Hay highlighted the development potential of the asset, pointing out that the complex was previously permit approved for the development of a rooftop bar and entertainment facility, whilst separately having been permitted for a nine-level development incorporating hotel above the existing retail centre.
“The asset provides an extraordinary opportunity to secure a strategic CBD asset, underpinned by strong tenancy profile and income security, whilst offering a range of repositioning and major development opportunities,” said Hay.
“Major CBD retail assets have been extremely tightly held, with very few opportunities presented to market that provide such attractive investment fundamentals and genuine value-add optionality. We expect the campaign to generate significant interest from a domestic and international buyer pool and a range of capital sources,” said Taylor.
“We see it as the perfect time to buy well located retail assets. As rents continue to rise off the back of a post pandemic environment and pricing has reset to levels not seen in over a decade,” Hay added.
Meanwhile this listing closely follows the recent sale of the flagship David Jones Store at 310 Bourke Street by South Africa’s Woolworths Holdings’ to Chris Lock’s IP Generation for $223.5 million on a yield of more than 7%.

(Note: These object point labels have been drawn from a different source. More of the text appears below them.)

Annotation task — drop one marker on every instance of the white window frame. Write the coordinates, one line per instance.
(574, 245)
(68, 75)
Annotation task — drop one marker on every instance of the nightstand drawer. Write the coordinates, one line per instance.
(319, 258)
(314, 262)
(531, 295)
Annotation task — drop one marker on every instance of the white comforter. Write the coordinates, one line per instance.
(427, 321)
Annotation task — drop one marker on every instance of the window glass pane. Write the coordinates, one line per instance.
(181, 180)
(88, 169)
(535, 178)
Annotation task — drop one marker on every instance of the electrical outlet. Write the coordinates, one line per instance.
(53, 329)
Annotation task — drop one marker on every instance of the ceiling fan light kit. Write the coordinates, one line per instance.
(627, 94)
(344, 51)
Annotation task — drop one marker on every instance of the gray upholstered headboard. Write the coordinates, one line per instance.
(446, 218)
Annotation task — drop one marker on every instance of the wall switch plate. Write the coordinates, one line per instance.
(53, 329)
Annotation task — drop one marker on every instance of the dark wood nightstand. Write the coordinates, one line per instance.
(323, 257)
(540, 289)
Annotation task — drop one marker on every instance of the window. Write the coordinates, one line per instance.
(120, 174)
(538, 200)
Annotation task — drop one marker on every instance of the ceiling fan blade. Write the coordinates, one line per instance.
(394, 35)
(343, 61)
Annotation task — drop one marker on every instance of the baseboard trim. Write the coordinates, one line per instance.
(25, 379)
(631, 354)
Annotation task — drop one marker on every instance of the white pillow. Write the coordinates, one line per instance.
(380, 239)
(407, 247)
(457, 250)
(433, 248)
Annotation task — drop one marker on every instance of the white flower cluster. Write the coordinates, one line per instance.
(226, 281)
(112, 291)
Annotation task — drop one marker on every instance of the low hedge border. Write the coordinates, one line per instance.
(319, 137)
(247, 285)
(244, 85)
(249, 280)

In light of the rebound in activity, this proposed sale of 206 Bourke Street will be a test of the market for the ISPT and play a part in its future decision on whether to retain or divest the remaining Melbourne CBD retail assets including the Strand, Melbourne’s GPO and the Midtown Centre.
The agents declined to comment on the pricing.
But market sources told Australian Property Journal that the asset could fetch around $80 million.
Formerly known as the Village Centre, the complex is one of the most traded CBD commercial properties over the past 20 years.
ISPT acquired 206 Bourke Street in 2015 from Singapore’s Hiap Hoe for $118.3 million excluding GST on a yield of about 6.5%.
Prior to that, Hiap Hoe paid $105 million to buy the centre in September 2013 from Les Smith’s LAS Investments.
But throughout the property’s transactional history, Smith was the only one who pocketed the biggest windfall, having snapped up the centre for only $32.75 million in 2007.
Cromwell sold the asset to Smith, having purchased it three years earlier from Challenger for $31.9 million.
The six-storey centre comprises 11,845 sqm centre and is home to famous Hong Kong restaurant Tim Ho Wan, as well as JB Hi-Fi, Holmesglen Institute & Victoria Police, providing a fully leased net income of circa $6 million.
It sits along one of Australia’s most highly pedestrianised retail precincts with a Main Trade Area population of 3.26 million and projected to grow to 4.6 million (+41%) by 2046.
This centre is set to benefit from forecast total trade area retail expenditure growth from $71.6 billion in 2024, more than doubling to $162.7 billion by 2046, fuelled by Melbourne’s population and tourism growth.